Abstract

Deep convolutional neural networks (CNNs) have been successful in many tasks in machine vision, however, millions of weights in the form of thousands of convolutional filters in CNNs make them difficult for human interpretation or understanding in science. In this article, we introduce a greedy structural compression scheme to obtain smaller and more interpretable CNNs, while achieving close to original accuracy. The compression is based on pruning filters with the least contribution to the classification accuracy or the lowest Classification Accuracy Reduction (CAR) importance index.

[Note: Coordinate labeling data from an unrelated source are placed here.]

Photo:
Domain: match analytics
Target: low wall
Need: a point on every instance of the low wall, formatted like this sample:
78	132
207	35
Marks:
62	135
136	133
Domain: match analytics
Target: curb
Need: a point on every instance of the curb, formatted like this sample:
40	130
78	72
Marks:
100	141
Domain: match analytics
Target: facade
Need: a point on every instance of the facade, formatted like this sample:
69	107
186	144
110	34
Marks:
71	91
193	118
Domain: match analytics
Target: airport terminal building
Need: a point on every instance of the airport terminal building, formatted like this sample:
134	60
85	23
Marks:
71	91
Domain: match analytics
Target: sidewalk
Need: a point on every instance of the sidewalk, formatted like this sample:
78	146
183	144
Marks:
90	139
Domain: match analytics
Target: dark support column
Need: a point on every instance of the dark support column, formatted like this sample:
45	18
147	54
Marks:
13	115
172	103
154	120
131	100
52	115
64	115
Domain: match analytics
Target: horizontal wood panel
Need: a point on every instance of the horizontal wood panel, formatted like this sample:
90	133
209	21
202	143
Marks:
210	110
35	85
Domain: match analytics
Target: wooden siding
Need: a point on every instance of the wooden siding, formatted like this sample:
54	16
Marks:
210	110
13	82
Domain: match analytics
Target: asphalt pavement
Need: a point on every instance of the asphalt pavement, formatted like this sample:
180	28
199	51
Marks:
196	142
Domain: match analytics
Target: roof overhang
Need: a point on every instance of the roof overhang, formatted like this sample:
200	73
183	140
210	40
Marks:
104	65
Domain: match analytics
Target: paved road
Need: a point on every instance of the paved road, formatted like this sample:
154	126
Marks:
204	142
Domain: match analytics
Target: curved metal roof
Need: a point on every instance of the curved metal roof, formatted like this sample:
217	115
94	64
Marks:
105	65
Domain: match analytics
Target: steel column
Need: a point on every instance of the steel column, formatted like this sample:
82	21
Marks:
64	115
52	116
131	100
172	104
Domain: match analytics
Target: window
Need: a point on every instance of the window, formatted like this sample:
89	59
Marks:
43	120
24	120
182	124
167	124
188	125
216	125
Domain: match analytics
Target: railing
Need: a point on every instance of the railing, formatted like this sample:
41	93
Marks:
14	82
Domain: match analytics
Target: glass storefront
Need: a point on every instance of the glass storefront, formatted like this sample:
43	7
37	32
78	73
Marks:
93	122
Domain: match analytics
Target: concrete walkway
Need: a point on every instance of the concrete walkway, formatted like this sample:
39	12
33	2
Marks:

We demonstrate the interpretability of CAR-compressed CNNs by showing that our algorithm prunes filters with visually redundant functionalities such as color filters. These compressed networks are easier to interpret because they retain the filter diversity of uncompressed networks with an order of magnitude fewer filters. Finally, a variant of CAR is introduced to quantify the importance of each image category to each CNN filter. Specifically, the most and the least important class labels are shown to be meaningful interpretations of each filter.

Highlights

  • Deep convolutional neural networks (CNNs) achieve state-of-the-art performance for a wide variety of tasks in computer vision, such as image classification and segmentation (Krizhevsky et al, 2012; Long et al, 2015)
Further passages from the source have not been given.